Introduction

We will focus here on the investigation and verification part, which is undoubtedly one of the most important but also one of the most time-consuming for the auditors. However, it is essential to guarantee the sincerity of a company’s accounts.

This part already has powerful analysis tools for all structured data (mainly numerical numbers). They make it possible to detect anomalies, sudden variations or even errors in the data produced by the audited company’s information system. These tools point out the operations to be checked as a priority and guide the investigations. Their continuous improvement in recent years has enabled auditors to cope with the dizzying increase in the amount of data to be processed.

There remains the even greater mass of unstructured data. They represent the bulk of the data available in the company. They include, among others:

  • Employment contracts with their amendments for employees,
  • Sales contracts for establishing turnover and therefore credit offers for banks, insurance policies for insurers and commercial leases for property companies,
  • Contracts with suppliers for the purchase of raw materials or services.
  • etc..

In addition, the massive use of e-mail has made the situation even more complex. Thus, e-mails offer a new means of modifying agreements on a permanent or temporary basis and sometimes even significantly. This is extremely frequent, especially in the retail sector, during discounts, one-off promotions or when changing rates. It is also often the case with employment contracts for which it is rare for all the changes to be included. This phenomenon concerns all companies.

The objective of the auditor is to verify that information contained in these contracts or emails is correctly reported in the company’s accounts. This information may be amounts, rates, numbers of months or dates. It is then necessary to add any clauses that are likely to create a commitment on or off the balance sheet.

Unfortunately, and until now, there was only one solution for this: reading all these documents and extracting the necessary information from them, which was transferred to an Excel file and then compared with the information in the information system.
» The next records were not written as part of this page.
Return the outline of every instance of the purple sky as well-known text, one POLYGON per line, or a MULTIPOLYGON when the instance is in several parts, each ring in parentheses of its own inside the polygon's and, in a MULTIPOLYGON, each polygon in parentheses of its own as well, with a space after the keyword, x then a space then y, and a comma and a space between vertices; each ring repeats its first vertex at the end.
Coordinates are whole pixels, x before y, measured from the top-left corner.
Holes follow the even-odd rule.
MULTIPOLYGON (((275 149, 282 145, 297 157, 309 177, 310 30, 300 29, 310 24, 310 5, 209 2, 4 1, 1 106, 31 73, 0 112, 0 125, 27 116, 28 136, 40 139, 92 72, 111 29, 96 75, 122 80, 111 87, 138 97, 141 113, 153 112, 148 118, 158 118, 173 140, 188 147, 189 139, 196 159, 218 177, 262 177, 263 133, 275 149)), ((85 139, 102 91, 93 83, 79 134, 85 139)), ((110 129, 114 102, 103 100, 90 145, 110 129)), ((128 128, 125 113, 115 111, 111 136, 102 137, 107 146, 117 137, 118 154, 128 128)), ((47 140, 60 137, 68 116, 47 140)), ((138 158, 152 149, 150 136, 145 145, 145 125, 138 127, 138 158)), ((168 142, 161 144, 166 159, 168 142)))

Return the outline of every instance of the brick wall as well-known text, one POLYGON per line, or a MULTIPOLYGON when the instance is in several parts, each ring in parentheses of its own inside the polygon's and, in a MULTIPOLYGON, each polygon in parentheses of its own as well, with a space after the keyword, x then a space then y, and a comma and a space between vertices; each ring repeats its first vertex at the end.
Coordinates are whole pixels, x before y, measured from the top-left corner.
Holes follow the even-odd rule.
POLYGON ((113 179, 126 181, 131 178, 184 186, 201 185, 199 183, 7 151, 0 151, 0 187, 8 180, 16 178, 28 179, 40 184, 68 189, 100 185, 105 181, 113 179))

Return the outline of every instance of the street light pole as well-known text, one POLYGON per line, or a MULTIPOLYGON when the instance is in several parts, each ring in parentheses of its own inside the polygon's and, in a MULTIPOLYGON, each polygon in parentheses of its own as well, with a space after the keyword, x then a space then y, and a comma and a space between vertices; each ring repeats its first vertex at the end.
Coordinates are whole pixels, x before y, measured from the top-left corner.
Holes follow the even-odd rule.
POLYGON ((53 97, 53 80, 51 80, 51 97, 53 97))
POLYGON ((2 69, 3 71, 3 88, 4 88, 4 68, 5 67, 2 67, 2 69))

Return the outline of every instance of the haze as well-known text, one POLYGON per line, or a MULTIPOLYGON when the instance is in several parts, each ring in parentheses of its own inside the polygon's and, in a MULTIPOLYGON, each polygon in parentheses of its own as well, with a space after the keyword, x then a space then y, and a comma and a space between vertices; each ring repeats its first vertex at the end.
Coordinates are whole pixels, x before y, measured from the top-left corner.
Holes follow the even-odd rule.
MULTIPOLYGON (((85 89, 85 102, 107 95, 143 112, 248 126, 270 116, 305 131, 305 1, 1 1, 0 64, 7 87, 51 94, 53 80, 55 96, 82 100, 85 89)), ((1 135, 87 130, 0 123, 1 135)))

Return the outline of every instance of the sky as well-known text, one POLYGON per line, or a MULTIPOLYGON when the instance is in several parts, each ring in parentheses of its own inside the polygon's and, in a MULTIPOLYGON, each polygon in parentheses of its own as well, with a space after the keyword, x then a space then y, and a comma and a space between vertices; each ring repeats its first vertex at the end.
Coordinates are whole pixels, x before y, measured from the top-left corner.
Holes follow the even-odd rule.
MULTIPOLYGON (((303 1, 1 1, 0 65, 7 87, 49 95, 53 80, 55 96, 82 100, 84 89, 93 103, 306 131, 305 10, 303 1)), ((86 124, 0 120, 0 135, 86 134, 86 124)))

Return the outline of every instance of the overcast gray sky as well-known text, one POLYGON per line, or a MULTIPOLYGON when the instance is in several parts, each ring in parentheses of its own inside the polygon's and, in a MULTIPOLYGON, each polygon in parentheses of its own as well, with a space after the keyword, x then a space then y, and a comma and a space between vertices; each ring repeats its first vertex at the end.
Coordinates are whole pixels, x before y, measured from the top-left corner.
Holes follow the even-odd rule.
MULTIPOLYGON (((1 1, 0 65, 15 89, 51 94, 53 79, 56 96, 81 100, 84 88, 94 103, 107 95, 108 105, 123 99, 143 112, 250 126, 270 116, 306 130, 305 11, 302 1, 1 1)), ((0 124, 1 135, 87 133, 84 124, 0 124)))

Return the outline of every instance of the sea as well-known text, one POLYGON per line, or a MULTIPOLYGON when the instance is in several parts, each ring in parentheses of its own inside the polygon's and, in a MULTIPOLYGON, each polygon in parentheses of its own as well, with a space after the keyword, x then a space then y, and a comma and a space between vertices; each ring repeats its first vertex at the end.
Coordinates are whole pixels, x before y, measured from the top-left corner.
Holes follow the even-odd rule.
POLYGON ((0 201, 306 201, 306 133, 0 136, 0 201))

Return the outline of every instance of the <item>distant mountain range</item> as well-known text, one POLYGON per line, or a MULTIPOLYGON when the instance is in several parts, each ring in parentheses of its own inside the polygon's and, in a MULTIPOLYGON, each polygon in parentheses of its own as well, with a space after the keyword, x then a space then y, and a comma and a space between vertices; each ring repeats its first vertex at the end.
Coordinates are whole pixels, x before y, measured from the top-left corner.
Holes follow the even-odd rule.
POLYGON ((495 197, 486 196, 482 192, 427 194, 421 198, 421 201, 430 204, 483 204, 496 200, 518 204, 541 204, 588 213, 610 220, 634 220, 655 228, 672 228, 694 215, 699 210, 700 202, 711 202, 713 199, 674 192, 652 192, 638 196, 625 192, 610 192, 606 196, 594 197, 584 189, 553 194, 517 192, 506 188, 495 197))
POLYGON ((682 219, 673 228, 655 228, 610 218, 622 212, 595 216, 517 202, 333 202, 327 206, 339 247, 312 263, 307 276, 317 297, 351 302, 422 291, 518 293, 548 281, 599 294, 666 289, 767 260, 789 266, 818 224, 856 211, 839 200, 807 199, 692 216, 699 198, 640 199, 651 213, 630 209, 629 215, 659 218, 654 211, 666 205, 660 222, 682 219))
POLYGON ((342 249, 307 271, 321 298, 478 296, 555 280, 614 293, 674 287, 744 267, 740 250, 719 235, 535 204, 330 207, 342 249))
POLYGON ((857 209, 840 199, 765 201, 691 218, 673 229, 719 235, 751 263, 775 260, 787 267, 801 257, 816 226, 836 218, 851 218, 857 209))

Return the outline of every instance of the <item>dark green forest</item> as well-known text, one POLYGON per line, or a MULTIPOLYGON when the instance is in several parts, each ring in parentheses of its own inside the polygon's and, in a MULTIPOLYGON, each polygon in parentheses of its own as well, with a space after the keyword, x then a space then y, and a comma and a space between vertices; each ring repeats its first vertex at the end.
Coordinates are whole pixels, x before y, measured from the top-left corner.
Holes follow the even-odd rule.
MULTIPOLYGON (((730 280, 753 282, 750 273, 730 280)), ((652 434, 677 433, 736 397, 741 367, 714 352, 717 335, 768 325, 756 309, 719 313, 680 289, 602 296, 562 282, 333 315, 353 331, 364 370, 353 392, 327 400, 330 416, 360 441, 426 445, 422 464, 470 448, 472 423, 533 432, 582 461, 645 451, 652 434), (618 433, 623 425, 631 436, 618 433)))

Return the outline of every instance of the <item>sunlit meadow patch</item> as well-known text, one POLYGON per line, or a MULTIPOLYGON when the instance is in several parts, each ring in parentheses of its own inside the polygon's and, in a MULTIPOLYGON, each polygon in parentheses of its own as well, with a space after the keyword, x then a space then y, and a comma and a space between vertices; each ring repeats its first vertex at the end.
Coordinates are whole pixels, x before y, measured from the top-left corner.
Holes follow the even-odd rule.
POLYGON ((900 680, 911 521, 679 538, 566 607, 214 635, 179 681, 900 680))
In practice, in order to carry out this long and tedious operation, the auditors proceeded by sampling, randomly choosing a few contracts in each category they checked.

Contract Analysis and Artificial Intelligence

Today, there are tools that are easy to use by auditors and do not require any programming skills. These tools require them to define the information they need to extract in the different types of contracts and then from examples provided by these same auditors can learn (thanks to neural networks) how to extract this information. It is therefore the auditors themselves who build their own information extraction solution applicable to all the contracts they have to audit.

In Practice: Commercial Leases

Let’s take the concrete example of the audit of a property company where the objective is to analyse all the contracts of the “commercial lease” type. The auditor’s need is to find in each lease the duration, the annual rent, the address, the amount of the security deposit… and to fill in an Excel file with all this data, then consolidate all the numerical data and make audit calculations.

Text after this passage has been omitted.